Gnadenbild

Die Schwarze Madonna ist das Antlitz der Nation

Nach über zwei Jahrzehnten geht die landesweite Polenprozession der Schwarzen Madonna aus Tschenstochau allmählich zu Ende. Auf ihrer letzten Reiseetappe kommt die mittelalterliche Ikone in die Städte und Dörfer im Westen des Landes.
Schwarze Madonna aus Tschenstochau
Foto: Dr. Agnieszka Will | Aufkleber eines Bildes der schwarzen Madonna aus Tschenstochau an einem Dorfzaun in Polen. Das Gnadenbild setzt seine Reise durch Polen fort.
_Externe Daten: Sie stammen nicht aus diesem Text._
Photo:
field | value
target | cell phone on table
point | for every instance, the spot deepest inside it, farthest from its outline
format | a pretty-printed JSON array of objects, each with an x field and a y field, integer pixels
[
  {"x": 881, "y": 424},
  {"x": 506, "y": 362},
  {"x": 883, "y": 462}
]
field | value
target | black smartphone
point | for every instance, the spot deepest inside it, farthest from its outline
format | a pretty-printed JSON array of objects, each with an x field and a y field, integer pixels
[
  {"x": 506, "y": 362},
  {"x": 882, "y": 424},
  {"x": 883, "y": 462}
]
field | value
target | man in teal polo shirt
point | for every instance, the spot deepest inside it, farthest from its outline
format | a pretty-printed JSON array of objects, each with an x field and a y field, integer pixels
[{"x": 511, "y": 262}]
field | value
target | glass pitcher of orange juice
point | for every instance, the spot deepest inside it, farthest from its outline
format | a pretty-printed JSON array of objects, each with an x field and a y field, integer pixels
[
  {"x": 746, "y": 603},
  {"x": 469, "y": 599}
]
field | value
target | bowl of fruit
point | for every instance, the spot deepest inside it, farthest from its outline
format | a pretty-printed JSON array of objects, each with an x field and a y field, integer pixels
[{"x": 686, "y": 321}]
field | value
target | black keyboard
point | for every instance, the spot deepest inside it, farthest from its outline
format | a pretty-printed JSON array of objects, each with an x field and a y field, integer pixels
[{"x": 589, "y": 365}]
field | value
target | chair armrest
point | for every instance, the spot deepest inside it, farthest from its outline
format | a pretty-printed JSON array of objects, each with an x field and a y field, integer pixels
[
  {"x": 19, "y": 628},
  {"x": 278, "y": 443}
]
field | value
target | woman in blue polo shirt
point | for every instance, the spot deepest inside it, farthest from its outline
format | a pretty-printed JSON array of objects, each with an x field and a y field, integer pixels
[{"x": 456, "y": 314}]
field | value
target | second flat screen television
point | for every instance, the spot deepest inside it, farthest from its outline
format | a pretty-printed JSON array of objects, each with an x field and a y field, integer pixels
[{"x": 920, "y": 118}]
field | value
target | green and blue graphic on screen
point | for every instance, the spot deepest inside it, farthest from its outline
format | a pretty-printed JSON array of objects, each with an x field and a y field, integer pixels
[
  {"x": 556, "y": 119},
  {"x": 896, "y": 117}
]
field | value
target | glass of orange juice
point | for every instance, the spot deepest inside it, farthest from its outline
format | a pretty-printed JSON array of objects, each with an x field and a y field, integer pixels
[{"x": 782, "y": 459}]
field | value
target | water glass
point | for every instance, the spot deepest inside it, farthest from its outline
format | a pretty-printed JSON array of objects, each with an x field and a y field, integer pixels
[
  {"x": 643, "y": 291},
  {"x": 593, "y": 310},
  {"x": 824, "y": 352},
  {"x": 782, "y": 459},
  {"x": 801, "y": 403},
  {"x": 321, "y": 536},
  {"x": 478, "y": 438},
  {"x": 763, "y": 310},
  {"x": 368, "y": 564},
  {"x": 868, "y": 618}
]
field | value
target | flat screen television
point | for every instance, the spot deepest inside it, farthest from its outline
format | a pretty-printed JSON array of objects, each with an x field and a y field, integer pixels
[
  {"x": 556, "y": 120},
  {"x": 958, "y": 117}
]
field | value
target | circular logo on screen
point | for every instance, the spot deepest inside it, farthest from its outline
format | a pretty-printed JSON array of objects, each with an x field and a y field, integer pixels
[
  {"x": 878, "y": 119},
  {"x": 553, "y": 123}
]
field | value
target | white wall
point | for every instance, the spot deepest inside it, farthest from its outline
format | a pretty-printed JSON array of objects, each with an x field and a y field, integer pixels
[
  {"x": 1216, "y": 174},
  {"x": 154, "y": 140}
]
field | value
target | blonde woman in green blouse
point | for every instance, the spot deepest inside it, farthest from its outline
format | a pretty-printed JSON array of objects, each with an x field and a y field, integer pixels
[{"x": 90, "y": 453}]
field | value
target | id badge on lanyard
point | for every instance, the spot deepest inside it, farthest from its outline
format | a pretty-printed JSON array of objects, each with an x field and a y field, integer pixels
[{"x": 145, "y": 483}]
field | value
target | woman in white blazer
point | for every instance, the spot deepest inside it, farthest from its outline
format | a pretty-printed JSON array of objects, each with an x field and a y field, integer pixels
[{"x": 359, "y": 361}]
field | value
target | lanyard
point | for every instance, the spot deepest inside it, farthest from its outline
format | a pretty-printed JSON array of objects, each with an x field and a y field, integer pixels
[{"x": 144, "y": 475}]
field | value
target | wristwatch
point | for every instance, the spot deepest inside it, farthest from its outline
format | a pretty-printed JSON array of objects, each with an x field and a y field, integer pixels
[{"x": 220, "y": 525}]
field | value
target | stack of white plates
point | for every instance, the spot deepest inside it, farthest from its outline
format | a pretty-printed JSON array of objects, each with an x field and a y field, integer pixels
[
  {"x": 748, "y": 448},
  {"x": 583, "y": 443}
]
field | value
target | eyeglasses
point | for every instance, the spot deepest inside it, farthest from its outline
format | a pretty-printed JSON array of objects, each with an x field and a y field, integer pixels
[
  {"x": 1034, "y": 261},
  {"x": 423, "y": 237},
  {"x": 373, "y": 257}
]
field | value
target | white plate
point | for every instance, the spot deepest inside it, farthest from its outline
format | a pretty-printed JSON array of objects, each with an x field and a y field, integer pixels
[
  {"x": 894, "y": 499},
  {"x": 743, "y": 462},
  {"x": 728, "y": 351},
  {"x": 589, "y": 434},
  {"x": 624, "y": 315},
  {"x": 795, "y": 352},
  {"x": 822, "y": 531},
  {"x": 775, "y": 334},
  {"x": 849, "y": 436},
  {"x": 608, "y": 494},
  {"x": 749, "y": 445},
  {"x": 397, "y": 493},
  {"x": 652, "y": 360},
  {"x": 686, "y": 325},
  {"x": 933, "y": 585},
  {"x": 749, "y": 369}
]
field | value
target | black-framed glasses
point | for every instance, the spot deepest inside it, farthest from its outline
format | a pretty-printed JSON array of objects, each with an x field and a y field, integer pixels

Unter dem Motto „Mit Maria in eine neue Zeit“ feiert die Erzdiözese Posen aktuell den Aufenthalt der Schwarzen Madonna in der Woiwodschaft Großpolen. Das Gemälde befindet sich seit 1985 auf einer landesweiten Rundreise, während der jede einzelne Pfarrei in Polen besucht wird. Um das Gnadenbild der Schwarzen Madonna zu sehen, pilgern jährlich Millionen Gläubige an den Wallfahrtsort Tschenstochau. Nun aber kommt eine Kopie des Gnadenbildes zu ihnen, denn eine jahrzehntelange Reise hätte die mittelalterliche Ikone zu stark strapaziert. Das Original bleibt daher weiterhin im Paulinerkloster auf dem Klarenberg, polnisch Jasna Góra.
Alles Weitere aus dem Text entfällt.